Keite Camacho e Juliana Andrade
Repórteres da Agência Brasil

Brasília – Com a apresentação de denúncia contra 40 pessoas suspeitas de envolvimento com o chamado "mensalão", ao Supremo Tribunal Federal (STF), o Ministério Público Federal exerceu o seu papel com a independência que a Constituição Federal estabelece. A avaliação é do presidente da Associação Nacional dos Procuradores da República (ANPR), Nicolao Dino. Ele defende agora que o Judiciário também decida a questão "com independência funcional". A lista de denunciados envolve ex-ministros, parlamentares e empresários.
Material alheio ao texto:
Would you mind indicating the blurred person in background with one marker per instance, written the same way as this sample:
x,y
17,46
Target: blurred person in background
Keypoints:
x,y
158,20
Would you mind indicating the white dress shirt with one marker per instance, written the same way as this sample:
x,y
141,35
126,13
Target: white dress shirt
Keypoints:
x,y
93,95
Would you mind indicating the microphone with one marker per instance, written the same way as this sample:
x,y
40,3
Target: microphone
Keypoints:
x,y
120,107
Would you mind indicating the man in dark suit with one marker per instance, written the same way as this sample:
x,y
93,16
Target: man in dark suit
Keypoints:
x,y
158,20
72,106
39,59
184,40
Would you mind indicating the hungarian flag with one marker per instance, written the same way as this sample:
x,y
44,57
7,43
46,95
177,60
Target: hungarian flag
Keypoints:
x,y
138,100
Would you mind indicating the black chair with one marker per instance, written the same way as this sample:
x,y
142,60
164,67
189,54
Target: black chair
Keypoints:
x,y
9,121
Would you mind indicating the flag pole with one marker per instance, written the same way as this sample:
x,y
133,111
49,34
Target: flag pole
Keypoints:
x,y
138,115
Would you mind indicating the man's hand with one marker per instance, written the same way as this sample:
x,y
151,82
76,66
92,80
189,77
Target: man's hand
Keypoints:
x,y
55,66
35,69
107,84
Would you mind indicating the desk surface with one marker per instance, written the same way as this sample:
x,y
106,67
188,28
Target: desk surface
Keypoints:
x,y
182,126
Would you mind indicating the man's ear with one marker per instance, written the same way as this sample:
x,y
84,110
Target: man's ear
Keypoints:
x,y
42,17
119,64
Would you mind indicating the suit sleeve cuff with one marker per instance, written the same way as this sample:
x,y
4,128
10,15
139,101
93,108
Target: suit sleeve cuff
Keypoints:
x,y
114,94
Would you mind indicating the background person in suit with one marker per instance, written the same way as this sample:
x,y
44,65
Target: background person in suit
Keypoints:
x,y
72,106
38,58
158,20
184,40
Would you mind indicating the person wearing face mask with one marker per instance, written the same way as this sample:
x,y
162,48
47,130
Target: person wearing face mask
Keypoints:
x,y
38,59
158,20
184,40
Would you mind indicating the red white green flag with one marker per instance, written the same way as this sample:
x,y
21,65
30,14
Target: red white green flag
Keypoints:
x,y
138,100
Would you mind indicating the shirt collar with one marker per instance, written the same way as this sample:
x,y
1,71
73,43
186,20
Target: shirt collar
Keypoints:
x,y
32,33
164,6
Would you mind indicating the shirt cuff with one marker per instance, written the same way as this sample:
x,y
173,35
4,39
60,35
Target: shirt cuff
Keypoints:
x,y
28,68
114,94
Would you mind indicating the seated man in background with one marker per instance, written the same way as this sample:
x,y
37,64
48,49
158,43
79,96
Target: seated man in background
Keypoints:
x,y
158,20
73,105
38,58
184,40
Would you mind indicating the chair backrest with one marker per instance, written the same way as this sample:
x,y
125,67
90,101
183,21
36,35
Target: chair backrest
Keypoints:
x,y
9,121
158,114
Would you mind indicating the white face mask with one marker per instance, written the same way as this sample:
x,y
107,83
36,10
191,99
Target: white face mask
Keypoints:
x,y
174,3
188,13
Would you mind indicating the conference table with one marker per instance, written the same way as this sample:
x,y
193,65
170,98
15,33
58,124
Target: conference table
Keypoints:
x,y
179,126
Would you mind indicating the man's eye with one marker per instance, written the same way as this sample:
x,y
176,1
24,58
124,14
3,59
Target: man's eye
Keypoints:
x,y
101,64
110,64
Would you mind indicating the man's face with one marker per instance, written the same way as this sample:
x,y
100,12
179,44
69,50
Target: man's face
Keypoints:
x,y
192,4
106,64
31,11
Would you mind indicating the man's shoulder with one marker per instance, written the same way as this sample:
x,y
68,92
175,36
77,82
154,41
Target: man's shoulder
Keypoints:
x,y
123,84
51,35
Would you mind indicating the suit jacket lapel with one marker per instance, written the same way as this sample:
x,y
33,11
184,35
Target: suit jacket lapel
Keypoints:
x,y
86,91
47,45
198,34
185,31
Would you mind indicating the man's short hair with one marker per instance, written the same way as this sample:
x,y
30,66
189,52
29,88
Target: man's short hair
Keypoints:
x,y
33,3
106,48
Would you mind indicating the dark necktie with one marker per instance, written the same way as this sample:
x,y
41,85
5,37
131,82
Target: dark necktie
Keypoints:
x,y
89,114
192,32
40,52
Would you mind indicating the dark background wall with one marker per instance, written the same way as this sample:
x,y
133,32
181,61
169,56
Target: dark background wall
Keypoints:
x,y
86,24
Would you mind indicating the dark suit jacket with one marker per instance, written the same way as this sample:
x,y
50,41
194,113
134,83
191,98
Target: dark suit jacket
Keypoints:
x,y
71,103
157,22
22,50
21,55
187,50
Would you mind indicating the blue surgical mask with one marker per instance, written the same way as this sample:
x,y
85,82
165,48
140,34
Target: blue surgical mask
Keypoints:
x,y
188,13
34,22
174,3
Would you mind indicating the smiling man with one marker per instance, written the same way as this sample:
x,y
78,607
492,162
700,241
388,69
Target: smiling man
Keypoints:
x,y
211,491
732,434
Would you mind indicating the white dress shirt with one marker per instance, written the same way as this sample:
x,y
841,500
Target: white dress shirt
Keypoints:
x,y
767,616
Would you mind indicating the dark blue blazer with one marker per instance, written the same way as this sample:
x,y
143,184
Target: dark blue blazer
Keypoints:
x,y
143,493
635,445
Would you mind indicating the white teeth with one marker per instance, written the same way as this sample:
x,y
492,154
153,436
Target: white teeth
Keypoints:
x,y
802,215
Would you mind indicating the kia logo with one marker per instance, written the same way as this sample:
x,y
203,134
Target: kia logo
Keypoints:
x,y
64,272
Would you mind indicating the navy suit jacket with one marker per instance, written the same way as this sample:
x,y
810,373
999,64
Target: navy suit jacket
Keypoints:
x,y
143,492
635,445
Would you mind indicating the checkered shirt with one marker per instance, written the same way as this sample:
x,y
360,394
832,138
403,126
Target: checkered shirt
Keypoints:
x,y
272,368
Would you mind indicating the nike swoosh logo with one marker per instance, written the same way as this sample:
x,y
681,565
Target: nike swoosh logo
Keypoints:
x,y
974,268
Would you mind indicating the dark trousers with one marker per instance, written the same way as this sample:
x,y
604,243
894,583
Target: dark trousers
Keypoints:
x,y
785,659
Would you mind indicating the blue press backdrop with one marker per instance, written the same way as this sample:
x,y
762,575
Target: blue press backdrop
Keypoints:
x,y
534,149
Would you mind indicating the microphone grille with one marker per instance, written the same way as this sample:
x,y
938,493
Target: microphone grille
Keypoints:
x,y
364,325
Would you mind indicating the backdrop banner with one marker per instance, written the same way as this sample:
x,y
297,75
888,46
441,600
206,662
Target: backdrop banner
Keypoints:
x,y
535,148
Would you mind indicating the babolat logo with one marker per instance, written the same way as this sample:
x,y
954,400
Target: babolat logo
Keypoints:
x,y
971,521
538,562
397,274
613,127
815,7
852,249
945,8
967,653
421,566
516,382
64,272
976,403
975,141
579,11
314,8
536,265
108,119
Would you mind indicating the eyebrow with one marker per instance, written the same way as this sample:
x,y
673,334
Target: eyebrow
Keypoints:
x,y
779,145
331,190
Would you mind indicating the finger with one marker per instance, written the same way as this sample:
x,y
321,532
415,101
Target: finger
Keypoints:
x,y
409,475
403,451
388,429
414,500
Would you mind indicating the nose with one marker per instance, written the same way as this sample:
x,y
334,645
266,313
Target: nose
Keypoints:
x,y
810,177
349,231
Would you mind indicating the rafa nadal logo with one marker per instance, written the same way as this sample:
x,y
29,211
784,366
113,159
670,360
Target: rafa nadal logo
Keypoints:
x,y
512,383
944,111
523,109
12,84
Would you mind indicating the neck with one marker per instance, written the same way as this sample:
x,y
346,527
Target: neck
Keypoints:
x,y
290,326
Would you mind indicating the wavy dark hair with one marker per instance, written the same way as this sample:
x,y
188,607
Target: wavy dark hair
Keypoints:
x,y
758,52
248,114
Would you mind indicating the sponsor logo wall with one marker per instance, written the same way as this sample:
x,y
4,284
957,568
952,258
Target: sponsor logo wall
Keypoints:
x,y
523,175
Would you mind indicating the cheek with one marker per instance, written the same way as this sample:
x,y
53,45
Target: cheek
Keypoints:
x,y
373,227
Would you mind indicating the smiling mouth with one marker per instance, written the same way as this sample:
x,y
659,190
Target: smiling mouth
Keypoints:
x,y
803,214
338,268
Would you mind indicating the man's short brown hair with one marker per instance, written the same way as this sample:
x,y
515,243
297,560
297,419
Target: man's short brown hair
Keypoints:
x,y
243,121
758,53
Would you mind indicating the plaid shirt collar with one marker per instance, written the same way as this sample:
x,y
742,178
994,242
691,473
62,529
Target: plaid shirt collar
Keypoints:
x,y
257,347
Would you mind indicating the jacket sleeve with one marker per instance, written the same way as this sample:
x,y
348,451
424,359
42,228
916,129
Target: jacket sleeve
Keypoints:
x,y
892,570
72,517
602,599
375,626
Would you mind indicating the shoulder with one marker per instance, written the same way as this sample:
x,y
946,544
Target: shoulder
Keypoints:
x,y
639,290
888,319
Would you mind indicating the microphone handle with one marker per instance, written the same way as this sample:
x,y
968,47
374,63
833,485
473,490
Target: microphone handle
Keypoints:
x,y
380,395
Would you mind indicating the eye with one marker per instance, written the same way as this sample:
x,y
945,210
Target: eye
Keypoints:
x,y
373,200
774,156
Dino destacou que, ao apresentar a denúncia, o procurador-geral da República, Antônio Fernando Souza, não levou em consideração questões político-partidárias. "O Ministério Público é uma instituição de Estado, não de governo. Não há nenhum tipo de vinculação político-partidária que comprometa a sua atuação. Os compromissos da instituição estão fixados na Constituição Federal, e estes compromissos são exercitados com a independência que a Constituição assegura", afirmou.

Para Dino, o fato de o procurador-geral da República ser nomeado pelo presidente da República "não retira do chefe do Ministério Público a independência assegurada na Constituição".

A denúncia oferecida ao STF é resultado de um trabalho criterioso, na visão do presidente da ANPR. "O procurador-geral da República examinou com bastante critério todos os elementos da investigação, feita por iniciativa do Ministério Público em concurso com diversas instituições, como a Polícia Federal, a Receita Federal e a própria CPMI [Comissão Parlamentar Mista de Inquérito dos Correios]", lembra. "Ele formou a sua convicção acerca da existência de elementos suficientes para a propositura da ação penal".

Segundo Dino, não é a primeira vez que o Ministério Público denuncia autoridades com foro privilegiado. "Teve a propositura de ação penal contra o ex-presidente Fernando Collor de Mello. Não é rara a apresentação de ações penais contra parlamentares que têm foro por prerrogativa de função no STF", disse.

As denúncias do MP foram baseadas em investigações iniciadas em 2005 sobre o suposto esquema de pagamento de mesadas a parlamentares. Cabe agora ao STF julgar se essas denúncias têm procedência ou não.